Besides we are just going to do spa activities so won't even be going to Magic Kingdom.   I just want to experience the resort before it's ruined by the masses.  



rfc0001 said:


> Here's some more details about VGF from the Behind the Scenes video:
> 
> 
> Fountain with dancing penguins from Mary Poppins in lobby
> ...



Not much of an incentive.  They offered more of an incentive when I bought my SSR points than this.  Doubt I'll be adding on.  At least not yet.  We'll see how I feel after I stay there.


----------



## lily28 (Aug 11, 2013)

Is it $12 off $160 per point as incentive from the webcast? Thanks


----------



## rfc0001 (Aug 11, 2013)

lily28 said:


> Is it $12 off $160 per point as incentive from the webcast? Thanks


They said $1920 off 160 point purchase and more for additional points, so I'm reverse engineering the $12. The non-promo add-on price for Aulani and VGF is $150, so that puts you at $138/point for 160 pt. purchase.

The current non-webcast promo is:
http://www.dvcnews.com/index.php/dvc-program/financial/pricing-a-promotions, which is essentially the same deal ($1000 developer credit plus $12 off 160 point purchase). The only difference I can tell is you get the 4 5-day MYW tickets as well with the webcast promo (whereas it is either/or with the non-webcast promo).

FWIW, the only advantage I see of buying VGF is the 11-month window, but even in the grand opening period when new owners are anxious to get in and Disney is renting the non-owned units, you can still get all room types at 7 months (studios go exactly at 7 months), so not sure this perk is really worth the $50/pt. premium over a BLT resale :ignore:


----------



## dbs1228 (Aug 18, 2013)

chriskre said:


> Very excited.  Going to Grand Floridian in February.
> 
> Was able to book a 2 bedroom for week after P-week.
> It was just sitting there online.
> ...



We also booked 4 nights in a 2 bedroom for Friday - Tuesday presidents week then switching for 4 nights AKV (GF points are so crazy expensive to stay there but I want to try it at least once!)


----------



## icydog (Aug 18, 2013)

I just couldn't swing the points. I wanted to go but all those points, paleeese!! But I am glad someone on Tug is going. Please tell us all about your vacation.


----------



## stoler527 (Aug 25, 2013)

*Model tour*

We toured the VGF model when we were at WDW in mid August. 
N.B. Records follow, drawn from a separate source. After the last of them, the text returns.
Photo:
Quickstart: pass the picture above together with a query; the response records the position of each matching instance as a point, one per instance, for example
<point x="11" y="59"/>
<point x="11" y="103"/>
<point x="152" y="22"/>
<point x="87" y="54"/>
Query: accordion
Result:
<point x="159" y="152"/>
The showers were to die for. I would stay there just to take showers!! LOL

The big soaking bathtub also looked terrific and very Victorian.

The rooms were nice, but didn't look as big as OKW, though they looked bigger than most other DVC resorts.

We would like to stay there once, just to experience it. 

We wouldn't buy there because we get warm fuzzy feelings at OKW. Every time we plan to buy points elsewhere, we visit OKW and re-commit emotionally. Ahh the OKW Kool Aid.


----------



## tomandrobin (Aug 25, 2013)

We'll be there on opening day.....October 23!


----------



## stoler527 (Aug 25, 2013)

How cool is that!! Maybe there will be free stuff and giveaways.


----------